124 00:16:39.530 ⇒ 00:16:45.440 Zoran Selinger: Yeah, let’s just tell him he… we discussed it a little bit, maybe? He can watch the…
125 00:16:45.830 ⇒ 00:16:46.200 Zoran Selinger: Thank you.
126 00:16:46.200 ⇒ 00:16:47.600 Amber Lin: Utam should be…
127 00:16:47.740 ⇒ 00:16:52.820 Zoran Selinger: Yeah, and we rescheduled with Utam, sure. Israel.
128 00:16:53.150 ⇒ 00:17:03.710 Zoran Selinger: Cool, okay. I mean, I think that’s a good… I think I agree with you that, probably, since this is so AI-heavy, we should… we should have him in the conversation.

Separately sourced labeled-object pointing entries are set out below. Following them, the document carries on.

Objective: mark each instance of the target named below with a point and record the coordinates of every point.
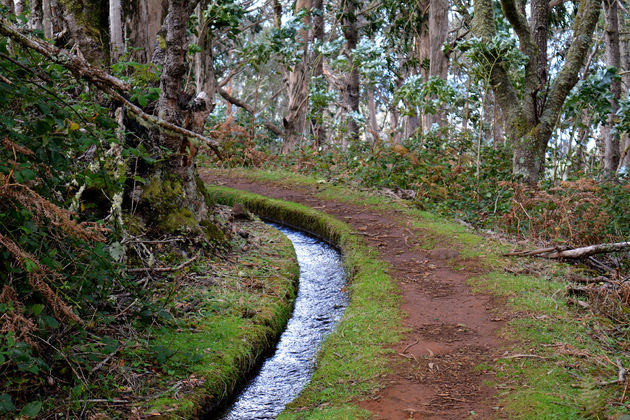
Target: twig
(104, 81)
(162, 269)
(97, 400)
(522, 356)
(574, 253)
(105, 360)
(410, 345)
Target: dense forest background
(510, 115)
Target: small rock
(240, 212)
(443, 253)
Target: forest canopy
(510, 115)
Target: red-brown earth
(450, 331)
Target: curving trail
(450, 330)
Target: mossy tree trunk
(87, 21)
(173, 198)
(297, 81)
(530, 121)
(352, 88)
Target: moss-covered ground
(353, 358)
(214, 321)
(559, 357)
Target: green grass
(354, 356)
(220, 330)
(575, 349)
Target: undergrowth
(351, 361)
(566, 356)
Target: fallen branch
(165, 125)
(78, 66)
(235, 101)
(104, 81)
(621, 376)
(162, 269)
(521, 356)
(573, 253)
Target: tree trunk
(47, 19)
(438, 65)
(35, 19)
(318, 129)
(9, 5)
(352, 85)
(143, 20)
(610, 138)
(172, 198)
(530, 122)
(87, 23)
(624, 50)
(116, 41)
(18, 7)
(373, 123)
(205, 80)
(297, 84)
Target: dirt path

129 00:17:04.490 ⇒ 00:17:06.819 Amber Lin: Okay, I’ll send it in our little chat.
130 00:17:06.819 ⇒ 00:17:10.689 Zoran Selinger: Yeah, thanks for talking. Yeah, thank you, thank you. Have a good one.
131 00:17:10.690 ⇒ 00:17:11.960 Amber Lin: Talk soon. Bye-bye. Bye.